Last season, the Chicago Cubs acquiring Daniel Murphy wouldn’t have happened. It didn’t pan out as the Cubs had hoped. But it’s a thing of the past as Ken Rosenthal of the Athletic reported. (Subscription required) Those non-waiver deals that nobody fully understood have been removed, and all trades must take place by July 31.
The non-waiver deal was, uh, confusing at the least. The simplest way it can be explained is that any player could be placed on waivers. Then it went from worst to first in the league you were in. Wait, no. Yes. Then as long as you claimed the glass slipper by midnight at the next ball, you could be traded. Yep.
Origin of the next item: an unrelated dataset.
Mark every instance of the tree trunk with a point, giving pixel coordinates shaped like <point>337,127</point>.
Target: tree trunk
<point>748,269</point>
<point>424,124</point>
That’s how it went. (Sarcasm HEAVY here, but it isn’t much easier than that.)
Many times, teams would run their entire roster through waivers during this time. This way they could gauge interest in players. If they didn’t want to move them, they simply pulled them off waivers. Other times, teams might claim a player to keep him out of the hands of another team, possibly a division rival. It really was a messy bit of bookkeeping.
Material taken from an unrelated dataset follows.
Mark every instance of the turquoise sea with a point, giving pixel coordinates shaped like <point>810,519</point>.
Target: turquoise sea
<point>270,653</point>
But as Rosenthal points out, there will be fallout from this rule change. One point that a GM he spoke with made is a sensible one. He labeled the pending change a “huge mistake,” warning of unintended consequences and saying if baseball is going to switch from two trade deadlines to one, it should move the date from July 31 to mid-August.
This change will be a ‘shock’ to many teams. What this does is force teams to make moves during the winter–possibly more than usual–and be ready to have one chance at bolstering the team for a run at the playoffs.
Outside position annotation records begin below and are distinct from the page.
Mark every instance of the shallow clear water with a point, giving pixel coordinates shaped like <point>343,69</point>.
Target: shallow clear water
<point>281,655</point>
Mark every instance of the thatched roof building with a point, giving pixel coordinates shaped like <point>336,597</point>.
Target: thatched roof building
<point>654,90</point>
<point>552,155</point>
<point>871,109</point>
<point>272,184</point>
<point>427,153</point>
Look at it like this. Last season, the Chicago Cubs bullpen suffered some injuries, but well before the deadline. It was clear that many of the young Cubs pitchers weren’t ready in their short stints. So what if these injuries would have happened after July 31? No Jesse Chavez. No Brandon Kintzler. No Jorge De La Rosa. All guys that played a significant role in keeping the team afloat. Now you’re going with what you have in the system. Jen-Ho Tseng? No thank you.
In 2020, the roster size will see a change. The first five months you get a 26-man roster. In September, it will go from the 40-man to 28. So you get one more body for the first five months, 12 fewer for the last one. Yeah, makes complete sense. Many seem okay with this, but I do not see the logic. Granted, 40 was too many. And on Cubs teams of the past (that weren’t good), it was great because you’d get to see the young guys get a chance. A plus, because the everyday guys were terrible and seeing new blood was fun, even if the Cubs kept losing. Wow. Crazy times, those were.
Personally, I’m happy to see just one deadline in the game. I hope the fallout isn’t all dread like some are saying, but I can see some of it becoming an issue. It’s just nice to talk about something that isn’t pace of play..because the game is fine the way it is, Mr. Manfred.